Indian businessman (born 1966)

Rajiv Bajaj (born 21 December 1966) is an Indian businessman, and the managing director of Bajaj Auto since 2005. He introduced the Pulsar range of motorcycles credited with reviving the fortunes of the ailing company.

India Today magazine ranked him 42nd in their India's 50 Most powerful people of 2017 list.

==Early life and education==
Rajiv Bajaj was born on 21 December 1966, to Rahul Bajaj. His younger brother Sanjiv Bajaj is also involved in the management of Bajaj companies. His younger sister, Sunaina Kejriwal, was the director of the Kamalnayan Bajaj Hall and Art Gallery, and died in October 2024, aged 53, after suffering from cancer for three years. Rajiv is the great-grandson of founder Jamnalal Bajaj.
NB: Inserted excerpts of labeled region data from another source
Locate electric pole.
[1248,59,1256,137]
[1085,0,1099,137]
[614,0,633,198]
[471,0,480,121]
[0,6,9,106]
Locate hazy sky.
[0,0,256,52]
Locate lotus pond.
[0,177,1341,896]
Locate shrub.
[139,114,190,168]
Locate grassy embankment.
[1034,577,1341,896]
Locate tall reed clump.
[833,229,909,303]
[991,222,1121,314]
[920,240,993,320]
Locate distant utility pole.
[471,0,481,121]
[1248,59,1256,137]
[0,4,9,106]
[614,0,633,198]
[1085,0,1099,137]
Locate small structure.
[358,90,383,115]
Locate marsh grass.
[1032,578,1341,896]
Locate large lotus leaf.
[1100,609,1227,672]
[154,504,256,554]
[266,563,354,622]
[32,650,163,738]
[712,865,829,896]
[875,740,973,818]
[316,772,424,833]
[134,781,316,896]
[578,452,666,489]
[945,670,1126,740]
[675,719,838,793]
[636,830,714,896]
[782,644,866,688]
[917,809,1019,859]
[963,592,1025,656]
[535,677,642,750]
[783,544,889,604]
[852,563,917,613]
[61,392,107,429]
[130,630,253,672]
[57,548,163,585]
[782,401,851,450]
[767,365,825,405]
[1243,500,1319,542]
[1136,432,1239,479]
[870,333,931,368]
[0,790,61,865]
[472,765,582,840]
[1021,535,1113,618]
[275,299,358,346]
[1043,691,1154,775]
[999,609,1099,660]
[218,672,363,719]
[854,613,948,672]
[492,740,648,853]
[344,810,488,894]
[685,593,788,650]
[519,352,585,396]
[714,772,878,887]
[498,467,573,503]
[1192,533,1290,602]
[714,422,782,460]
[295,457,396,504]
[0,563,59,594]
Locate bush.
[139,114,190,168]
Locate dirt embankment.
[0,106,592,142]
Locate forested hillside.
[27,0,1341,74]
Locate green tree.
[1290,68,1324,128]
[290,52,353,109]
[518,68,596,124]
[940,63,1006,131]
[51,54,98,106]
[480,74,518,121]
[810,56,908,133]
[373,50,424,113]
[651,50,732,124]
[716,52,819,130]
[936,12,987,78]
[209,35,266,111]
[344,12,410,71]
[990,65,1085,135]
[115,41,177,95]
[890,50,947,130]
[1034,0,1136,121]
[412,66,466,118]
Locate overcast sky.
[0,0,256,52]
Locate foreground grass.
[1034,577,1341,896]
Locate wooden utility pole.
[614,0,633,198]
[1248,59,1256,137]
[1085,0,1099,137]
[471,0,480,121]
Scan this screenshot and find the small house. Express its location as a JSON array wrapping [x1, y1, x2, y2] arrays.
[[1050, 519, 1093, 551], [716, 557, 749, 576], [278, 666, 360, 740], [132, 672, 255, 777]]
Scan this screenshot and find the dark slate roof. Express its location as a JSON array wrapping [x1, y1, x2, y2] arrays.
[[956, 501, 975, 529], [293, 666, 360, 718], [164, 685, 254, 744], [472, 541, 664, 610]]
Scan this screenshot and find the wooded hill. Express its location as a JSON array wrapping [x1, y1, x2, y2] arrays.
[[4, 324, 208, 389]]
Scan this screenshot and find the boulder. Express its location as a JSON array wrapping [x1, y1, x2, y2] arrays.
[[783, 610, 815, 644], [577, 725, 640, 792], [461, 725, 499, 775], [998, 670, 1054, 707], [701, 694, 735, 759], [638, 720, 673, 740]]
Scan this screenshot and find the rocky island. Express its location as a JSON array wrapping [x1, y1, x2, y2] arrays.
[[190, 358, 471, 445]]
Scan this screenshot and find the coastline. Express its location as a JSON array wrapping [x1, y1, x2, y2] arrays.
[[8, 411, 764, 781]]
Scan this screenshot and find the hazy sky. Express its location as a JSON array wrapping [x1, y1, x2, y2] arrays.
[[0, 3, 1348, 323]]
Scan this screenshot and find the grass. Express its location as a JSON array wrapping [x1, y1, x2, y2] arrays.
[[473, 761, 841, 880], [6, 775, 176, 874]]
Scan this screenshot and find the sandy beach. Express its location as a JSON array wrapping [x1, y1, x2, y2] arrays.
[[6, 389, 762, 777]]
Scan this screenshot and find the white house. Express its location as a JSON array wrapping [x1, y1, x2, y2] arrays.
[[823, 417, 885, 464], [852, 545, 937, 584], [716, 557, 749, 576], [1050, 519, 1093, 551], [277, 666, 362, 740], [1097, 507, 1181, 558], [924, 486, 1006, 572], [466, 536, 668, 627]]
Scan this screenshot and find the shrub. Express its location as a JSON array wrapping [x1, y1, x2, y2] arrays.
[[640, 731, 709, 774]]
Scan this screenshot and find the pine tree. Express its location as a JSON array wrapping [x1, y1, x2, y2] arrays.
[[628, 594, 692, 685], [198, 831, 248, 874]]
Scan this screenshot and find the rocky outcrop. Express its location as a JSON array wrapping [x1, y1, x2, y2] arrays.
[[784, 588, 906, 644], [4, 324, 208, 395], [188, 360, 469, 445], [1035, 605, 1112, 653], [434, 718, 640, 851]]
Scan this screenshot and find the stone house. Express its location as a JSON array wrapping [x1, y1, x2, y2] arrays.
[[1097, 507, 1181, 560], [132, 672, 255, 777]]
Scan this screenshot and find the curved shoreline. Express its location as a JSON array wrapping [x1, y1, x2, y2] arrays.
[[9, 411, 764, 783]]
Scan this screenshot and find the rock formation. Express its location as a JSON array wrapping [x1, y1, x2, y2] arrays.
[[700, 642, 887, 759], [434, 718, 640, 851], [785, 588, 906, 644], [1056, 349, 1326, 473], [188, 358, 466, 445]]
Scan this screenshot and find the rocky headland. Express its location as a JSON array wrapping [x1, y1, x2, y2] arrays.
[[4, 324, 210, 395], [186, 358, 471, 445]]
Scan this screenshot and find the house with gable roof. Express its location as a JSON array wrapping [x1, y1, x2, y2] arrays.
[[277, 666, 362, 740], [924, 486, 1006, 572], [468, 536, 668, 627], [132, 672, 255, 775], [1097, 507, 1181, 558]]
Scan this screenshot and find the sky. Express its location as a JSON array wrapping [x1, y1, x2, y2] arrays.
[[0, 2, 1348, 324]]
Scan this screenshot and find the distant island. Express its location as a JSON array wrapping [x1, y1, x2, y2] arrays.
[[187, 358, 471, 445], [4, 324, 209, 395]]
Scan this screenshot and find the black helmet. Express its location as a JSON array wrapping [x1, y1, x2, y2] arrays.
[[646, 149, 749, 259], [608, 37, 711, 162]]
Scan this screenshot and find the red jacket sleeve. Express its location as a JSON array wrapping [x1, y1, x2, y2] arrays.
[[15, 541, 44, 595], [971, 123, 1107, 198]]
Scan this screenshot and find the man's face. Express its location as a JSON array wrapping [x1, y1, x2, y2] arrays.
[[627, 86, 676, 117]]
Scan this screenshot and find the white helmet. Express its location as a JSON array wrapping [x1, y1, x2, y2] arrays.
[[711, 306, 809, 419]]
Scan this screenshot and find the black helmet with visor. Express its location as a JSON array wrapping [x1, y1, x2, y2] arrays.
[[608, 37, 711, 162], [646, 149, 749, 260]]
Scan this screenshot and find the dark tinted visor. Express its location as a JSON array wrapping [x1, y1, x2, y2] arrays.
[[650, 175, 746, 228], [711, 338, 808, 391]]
Bajaj completed his schooling from St Ursula High School in Akurdi, Pune. He graduated with distinction in Mechanical Engineering from the University of Pune in 1988, and then completed his master's degree in Manufacturing Systems Engineering from the University of Warwick in 1990.

==Personal life==
He is married to Deepa Bajaj and they have one child.

== Career ==
Bajaj worked at Bajaj Auto in the areas of Manufacturing & Supply Chain (1990–95), R&D and Engineering (1995–2000), and Marketing and Sales (2000–2005), and has been its managing director since April 2005.